Les classes 1892 à 1907 sont démobilisées dans le courant du premier semestre 1919 et les classes 1908 à 1917 au deuxième semestre 1919. Ils auront droit à une dizaine de jours de permission en décembre 1918 afin de revoir leur famille que certains n'ont pas revue depuis trois ou quatre ans. C'est au retour de cette permission que Firmin Delagnaud de La Bussière Rapy (qui a passé toute la guerre en première ligne sans être blessé) a trouvé la mort le 6 décembre 1918 dans la catastrophe ferroviaire entre deux trains de permissionnaires à Lothiers dans l'Indre, en savoir plus...

Pour les classes 1918 et 1919, le retour des hommes n'aura lieu qu'en 1920 et même 1921.

 

Si l'on excepte les blessés et malades qui ont été réformés ou rapatriés avant la fin du conflit, les soldats sont restés en moyenne 4 ans et demi aux armées. Cette moyenne cache une grande disparité. Les soldats des classes 1911, 1912, 1913 sont sous les drapeaux lors de la déclaration de guerre. Les hommes de la classe 1911 devaient être libérés en octobre 1914, ce sont eux qui resteront le plus longtemps aux armées : presque 7 ans ! De même, les combattants des classes 1912 et 1913 ne seront libérés qu’après 6 ans aux armées. Les plus jeunes (classes 1917 à 1919) seront les derniers démobilisés après 3 à 4 ans passés  aux armées.

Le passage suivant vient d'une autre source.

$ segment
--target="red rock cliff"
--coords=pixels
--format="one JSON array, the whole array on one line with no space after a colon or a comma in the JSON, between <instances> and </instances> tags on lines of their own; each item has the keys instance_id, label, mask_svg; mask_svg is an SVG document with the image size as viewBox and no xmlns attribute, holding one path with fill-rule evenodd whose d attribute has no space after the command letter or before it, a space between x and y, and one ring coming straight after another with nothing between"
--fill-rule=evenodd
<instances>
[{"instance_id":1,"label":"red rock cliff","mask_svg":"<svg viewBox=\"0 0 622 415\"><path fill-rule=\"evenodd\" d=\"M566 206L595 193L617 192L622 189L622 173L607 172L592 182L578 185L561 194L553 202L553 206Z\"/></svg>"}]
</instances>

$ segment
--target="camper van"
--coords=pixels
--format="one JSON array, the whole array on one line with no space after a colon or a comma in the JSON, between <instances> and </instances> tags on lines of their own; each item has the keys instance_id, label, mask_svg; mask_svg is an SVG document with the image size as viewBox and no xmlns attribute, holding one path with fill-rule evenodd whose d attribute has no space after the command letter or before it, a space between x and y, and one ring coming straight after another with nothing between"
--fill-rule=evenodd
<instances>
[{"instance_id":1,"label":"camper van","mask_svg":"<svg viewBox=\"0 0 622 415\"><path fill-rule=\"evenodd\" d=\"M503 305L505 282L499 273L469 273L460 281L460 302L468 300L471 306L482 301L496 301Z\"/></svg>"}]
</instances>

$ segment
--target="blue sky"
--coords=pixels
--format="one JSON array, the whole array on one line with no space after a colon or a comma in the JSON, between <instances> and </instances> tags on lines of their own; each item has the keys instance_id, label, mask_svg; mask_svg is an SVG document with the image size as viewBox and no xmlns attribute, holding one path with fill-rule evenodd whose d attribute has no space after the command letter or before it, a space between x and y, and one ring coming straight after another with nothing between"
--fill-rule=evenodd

Le retour à Saint Amand Magnazeix ...

Au mois de juillet 1919, les combats ont cessé depuis 9 mois mais les régiments limousins n’ont pas réintégré leur casernement. Ce n’est que le 17 août 1919 qu’a lieu la rentrée solennelle des troupes limousines.

Arrivées par la gare des Bénédictins, elles défilent en passant sous un arc de triomphe garni de fleurs et de verdure.  Des jeunes filles en costume régional leur jettent des fleurs. Accompagné par la musique militaire, les cloches sonnant à toute volée et les chants patriotiques d’une foule en liesse, le défilé triomphal passe au boulevard Louis Blanc, au champ de foire et rejoint l’hôtel de ville où l’attendent les autorités, les gueules cassées, les veuves et les orphelins.

Photo AD 87
Photo AD 87
Photo AM Limoges
Photo AM Limoges

Se souvenir, commémorer

Pendant ces longues années de guerre tout a changé. La production agricole est en baisse car la terre a manqué de bras (même si les femmes, les enfants et les anciens ont essayé de remédier à l'absence des hommes) et aussi du fait des réquisitions et de l'absence des animaux de trait. Certains travaux n'ont pu être effectués, les bois n'ont pas été exploités, les étangs et mares n'ont pas été nettoyés. La chasse étant pratiquement impossible, les nuisibles foisonnent et s'attaquent aux récoltes.

 

Les hommes doivent reprendre la charrue ou l'atelier, ce qui n'est pas facile. Beaucoup ont été blessés et en conservent des séquelles, ils sont handicapés à vie. Certains mourront dans les 5 à 10 ans suivant leur retour comme Louis Dubois des Fougères blessé très gravement à la tête par éclat d'obus qui décède en 1922, Joseph Filiol en 1923, Léonard Planchon en 1925 et tant d'autres ...

 

 Dans l'intimité du foyer, la réadaptation n'est pas simple. Ces hommes, même ceux qui n'ont pas été blessés, sont psychologiquement traumatisés, il leur faut du temps pour s'habituer à ce qui est pour eux "une nouvelle vie". Il en est de même pour les familles. Une villageoise nous a raconté que sa grand mère (qui avait 2 ans au départ du père) ne l'avait pas reconnu lors de son retour et effrayée, s'était cachée pour ne pas le voir !

 

De nombreux soldats morts au front ont été inhumés sur place, dans l'urgence. Pour répondre à la demande des familles, le gouvernement  organise la restitution des corps identifiés.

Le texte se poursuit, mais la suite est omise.